Tanner nodded. "How big are those clubs?"
"I don't know for sure, but the Kings are the biggest. They've got a coupla hundred."
"What was your club?"
"The Studs."
"What are you going to do now?"
"Whatever you tell me."
"Okay, Corny. I'll let you off anywhere along the way that you want me to. If you don't want, you can come on into the city with me."
"You call it, Hell. Anywhere you want to go, I'll go along."
Her voice was deep. and her words came slowly, and her tone sandpapered his eardrums just a bit. She had long legs and heavy thighs beneath the tight denim. Tanner licked his lips and studied the screens. Did he want to keep her around for a while?
The road was suddenly wet. It was covered with hundreds of fishes, and more were falling from the sky. There followed several loud reports from overhead. The blue light began in the north.
Tanner raced on, and suddenly there was water all about him. It fell upon his car, it dimmed his screens. The sky had grown black again, and the banshee wail sounded above him.

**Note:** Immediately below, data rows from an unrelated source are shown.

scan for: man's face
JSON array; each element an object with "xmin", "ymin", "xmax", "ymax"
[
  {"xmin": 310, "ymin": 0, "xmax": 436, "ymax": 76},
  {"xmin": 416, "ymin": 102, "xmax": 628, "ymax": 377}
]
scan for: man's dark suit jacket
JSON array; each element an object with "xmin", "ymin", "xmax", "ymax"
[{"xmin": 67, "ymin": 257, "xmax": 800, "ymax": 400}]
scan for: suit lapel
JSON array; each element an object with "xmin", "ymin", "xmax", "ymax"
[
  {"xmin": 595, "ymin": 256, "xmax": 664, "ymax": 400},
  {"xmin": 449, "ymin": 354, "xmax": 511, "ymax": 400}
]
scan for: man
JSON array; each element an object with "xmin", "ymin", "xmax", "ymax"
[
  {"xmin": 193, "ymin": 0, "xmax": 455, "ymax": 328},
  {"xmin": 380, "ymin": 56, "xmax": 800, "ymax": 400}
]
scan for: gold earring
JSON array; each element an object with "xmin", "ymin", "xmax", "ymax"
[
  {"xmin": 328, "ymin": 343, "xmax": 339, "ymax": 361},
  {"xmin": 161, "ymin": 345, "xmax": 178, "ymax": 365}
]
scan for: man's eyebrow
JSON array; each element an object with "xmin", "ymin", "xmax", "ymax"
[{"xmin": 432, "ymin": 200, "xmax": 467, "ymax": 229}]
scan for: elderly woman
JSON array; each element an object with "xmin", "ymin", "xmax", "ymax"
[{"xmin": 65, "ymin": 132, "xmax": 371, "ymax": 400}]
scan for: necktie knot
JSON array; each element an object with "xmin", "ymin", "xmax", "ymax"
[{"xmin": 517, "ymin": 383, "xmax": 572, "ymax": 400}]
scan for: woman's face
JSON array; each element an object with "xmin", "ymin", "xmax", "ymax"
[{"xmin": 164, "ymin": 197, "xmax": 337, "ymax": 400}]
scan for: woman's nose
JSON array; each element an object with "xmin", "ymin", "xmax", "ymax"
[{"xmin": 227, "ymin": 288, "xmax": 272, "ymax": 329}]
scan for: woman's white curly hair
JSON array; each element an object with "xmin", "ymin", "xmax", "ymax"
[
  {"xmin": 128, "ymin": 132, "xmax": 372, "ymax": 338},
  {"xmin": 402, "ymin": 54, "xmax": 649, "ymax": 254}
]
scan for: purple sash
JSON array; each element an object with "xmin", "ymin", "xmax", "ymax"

He skidded around a sharp curve in the road. He turned up his lights.
The rain ceased, but the wailing continued. He ran for fifteen minutes before it built up into a roar.
The girl stared at the screens and occasionally glanced at Tanner. "What're you going to do?" she finally asked him.
"Outrun it, if I can," he said.
"It's dark for as far ahead as I can see. I don't think you can do it."
"Neither do I, but what does that leave?"
"Hole up someplace."
"If you know where, you show me."
"There's a place a few miles farther ahead, a bridge you can get under."
"Okay, that's for us. Sing out when you see it."
She pulled off her boots and rubbed her feet. He gave her another cigarette.
"Hey, Corny, I just thought, there's a medicine chest over there to your right… Yeah, that's it. it should have some damn kind of salve in it you can smear on your face to take the bite out."
She found a tube of something and rubbed some of it into her cheek, smiled slightly, and replaced it.
"Feel any better?"
"Yes. Thanks."
The stones began to fall, the blue to spread. The sky pulsed, grew brighter.